HH - Agree with all above well wishes, and sure you may be tired of that at this point, so I'll move on - but hope you're well and happy.
I have a 74 - so you know the area I come from on your first post with the differances. I had no fuse box, but do have a adapted GM style colunm.
The column was not hard to adapt to my EZ wiring harness I got. Should be similar to the Painless. EZ sent adapters to the stock GM style plugs too. Since my GM Column was hacked in by the PO - all the original wiring plugs were gone so I got the new plugs and re-wired it in the the adapter. Fit together nicely.
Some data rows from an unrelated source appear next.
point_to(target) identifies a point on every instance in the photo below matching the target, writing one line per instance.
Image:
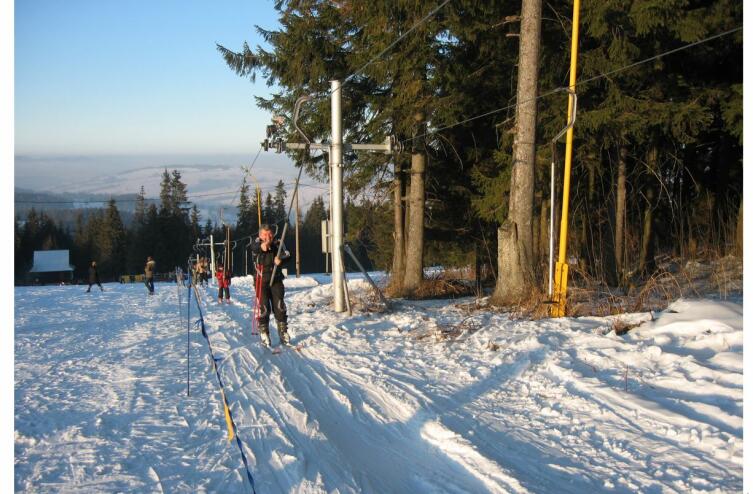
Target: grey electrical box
(326, 237)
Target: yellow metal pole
(258, 202)
(560, 274)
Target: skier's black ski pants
(274, 296)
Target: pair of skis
(284, 348)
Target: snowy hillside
(434, 396)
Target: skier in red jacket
(223, 282)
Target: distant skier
(204, 272)
(94, 277)
(223, 282)
(149, 275)
(264, 250)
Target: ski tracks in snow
(321, 422)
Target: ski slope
(374, 402)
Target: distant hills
(212, 188)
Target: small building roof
(50, 261)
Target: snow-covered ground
(432, 396)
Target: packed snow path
(372, 402)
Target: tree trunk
(514, 255)
(414, 260)
(646, 261)
(398, 252)
(739, 232)
(619, 220)
(537, 248)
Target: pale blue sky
(135, 77)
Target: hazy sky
(135, 77)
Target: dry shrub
(534, 305)
(444, 332)
(621, 326)
(368, 301)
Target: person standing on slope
(94, 277)
(223, 282)
(149, 275)
(264, 251)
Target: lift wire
(581, 83)
(396, 41)
(122, 201)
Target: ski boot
(282, 329)
(264, 333)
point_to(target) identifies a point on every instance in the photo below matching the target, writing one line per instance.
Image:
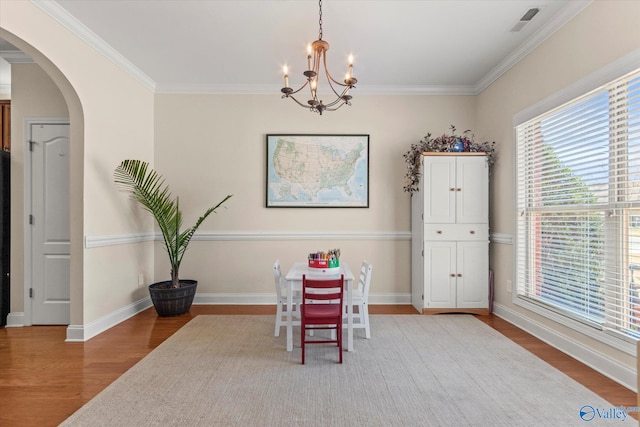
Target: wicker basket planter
(170, 301)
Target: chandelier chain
(317, 61)
(320, 21)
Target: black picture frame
(317, 171)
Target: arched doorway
(21, 311)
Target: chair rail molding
(124, 239)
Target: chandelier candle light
(318, 52)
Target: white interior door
(49, 222)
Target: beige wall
(208, 146)
(601, 34)
(34, 95)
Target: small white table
(294, 283)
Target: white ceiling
(240, 46)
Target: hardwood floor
(43, 380)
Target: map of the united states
(318, 170)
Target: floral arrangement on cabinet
(452, 143)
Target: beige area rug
(442, 370)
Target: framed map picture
(319, 171)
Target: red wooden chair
(321, 308)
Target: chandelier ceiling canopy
(316, 58)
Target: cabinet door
(439, 175)
(439, 274)
(472, 271)
(472, 190)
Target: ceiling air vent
(528, 16)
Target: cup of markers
(320, 259)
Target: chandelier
(317, 56)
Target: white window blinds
(578, 206)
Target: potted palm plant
(147, 187)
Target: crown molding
(57, 12)
(15, 57)
(242, 89)
(565, 15)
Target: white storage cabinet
(450, 234)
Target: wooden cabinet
(5, 125)
(450, 234)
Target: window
(578, 208)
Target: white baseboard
(82, 333)
(595, 360)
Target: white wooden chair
(360, 299)
(281, 300)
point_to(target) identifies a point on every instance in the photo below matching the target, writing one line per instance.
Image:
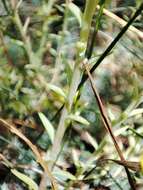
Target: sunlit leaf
(78, 118)
(27, 180)
(136, 112)
(64, 175)
(76, 12)
(56, 89)
(48, 126)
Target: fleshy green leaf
(56, 89)
(27, 180)
(78, 118)
(64, 175)
(48, 126)
(76, 12)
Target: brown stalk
(43, 164)
(107, 123)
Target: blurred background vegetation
(38, 41)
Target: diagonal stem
(107, 124)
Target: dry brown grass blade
(15, 131)
(132, 31)
(135, 166)
(107, 123)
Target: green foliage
(42, 50)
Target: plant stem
(84, 34)
(108, 126)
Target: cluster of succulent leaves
(31, 92)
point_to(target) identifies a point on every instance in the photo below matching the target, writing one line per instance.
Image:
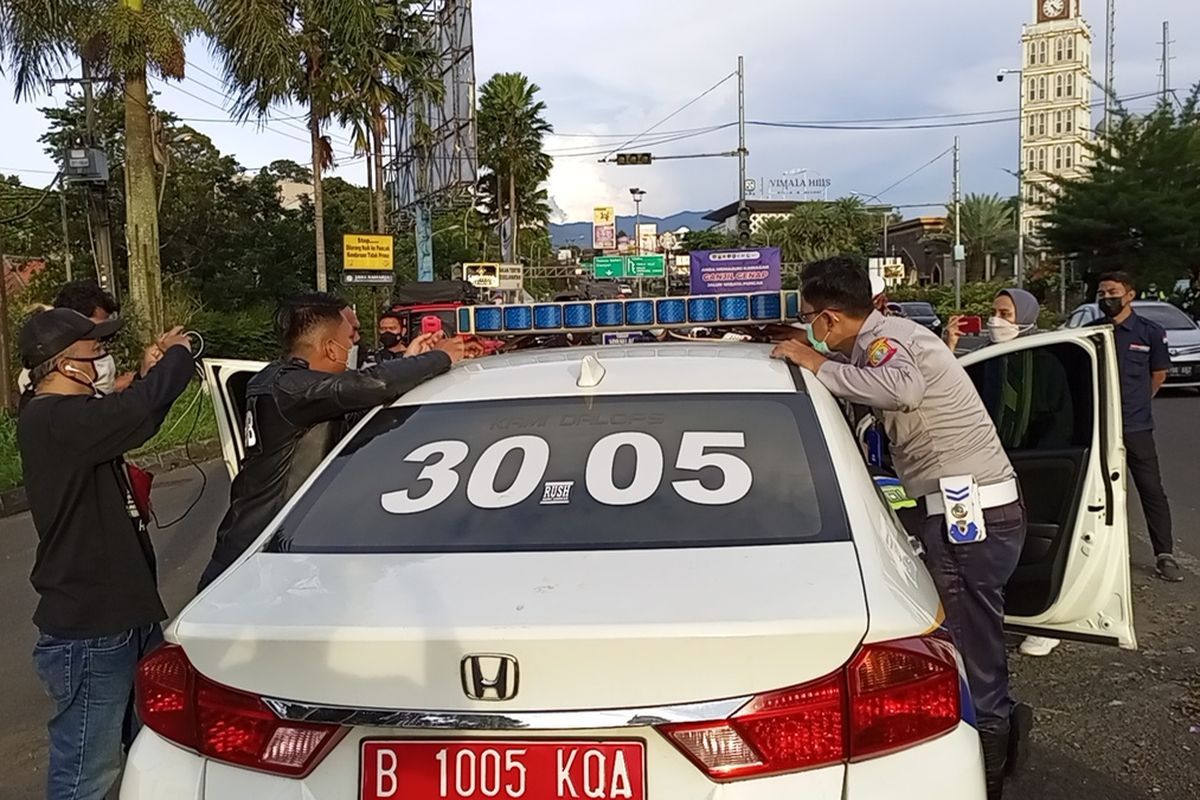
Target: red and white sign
(507, 769)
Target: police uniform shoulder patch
(880, 352)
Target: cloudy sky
(611, 70)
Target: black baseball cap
(51, 332)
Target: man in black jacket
(298, 407)
(99, 608)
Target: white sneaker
(1038, 645)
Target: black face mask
(1110, 306)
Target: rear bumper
(949, 768)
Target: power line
(924, 126)
(673, 114)
(580, 152)
(46, 193)
(265, 127)
(225, 95)
(916, 172)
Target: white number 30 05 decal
(441, 461)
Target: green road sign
(646, 266)
(609, 266)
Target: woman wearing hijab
(1047, 419)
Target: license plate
(508, 769)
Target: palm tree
(988, 227)
(126, 40)
(299, 50)
(815, 230)
(397, 67)
(511, 127)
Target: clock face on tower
(1054, 10)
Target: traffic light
(744, 226)
(634, 158)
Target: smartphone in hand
(971, 325)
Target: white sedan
(636, 571)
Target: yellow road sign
(365, 252)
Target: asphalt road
(1110, 725)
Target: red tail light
(889, 697)
(222, 723)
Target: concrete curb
(13, 501)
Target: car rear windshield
(1169, 317)
(561, 474)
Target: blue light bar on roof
(630, 314)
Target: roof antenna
(592, 372)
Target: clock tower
(1056, 116)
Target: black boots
(1020, 725)
(995, 761)
(1006, 751)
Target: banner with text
(604, 228)
(367, 258)
(720, 271)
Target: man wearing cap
(99, 608)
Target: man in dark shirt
(298, 407)
(1143, 360)
(95, 566)
(391, 337)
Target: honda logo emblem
(490, 677)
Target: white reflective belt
(990, 497)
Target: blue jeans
(970, 581)
(91, 685)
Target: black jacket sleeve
(304, 401)
(124, 421)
The advice I have for everyone with the wiring is the same no matter what the kit type:
1) Write down ALL the electical components you have on your jeep to supply power too. I combined stuff slightly - ie Head lights vs right head light & left headlight, but you get the point. I also decided to plan for all future circuits I would need power supply from the fuse box - and made sure they were routed the right way. (IE my electric fan upgrade one day will have a water crossing kill switch - I already have a switch and power lead ran on dedicated fuse positing in my block, although the actual remaining wiring will still need to be done later)
2) I choose a location for the fuse box mounting (if different than your stock location)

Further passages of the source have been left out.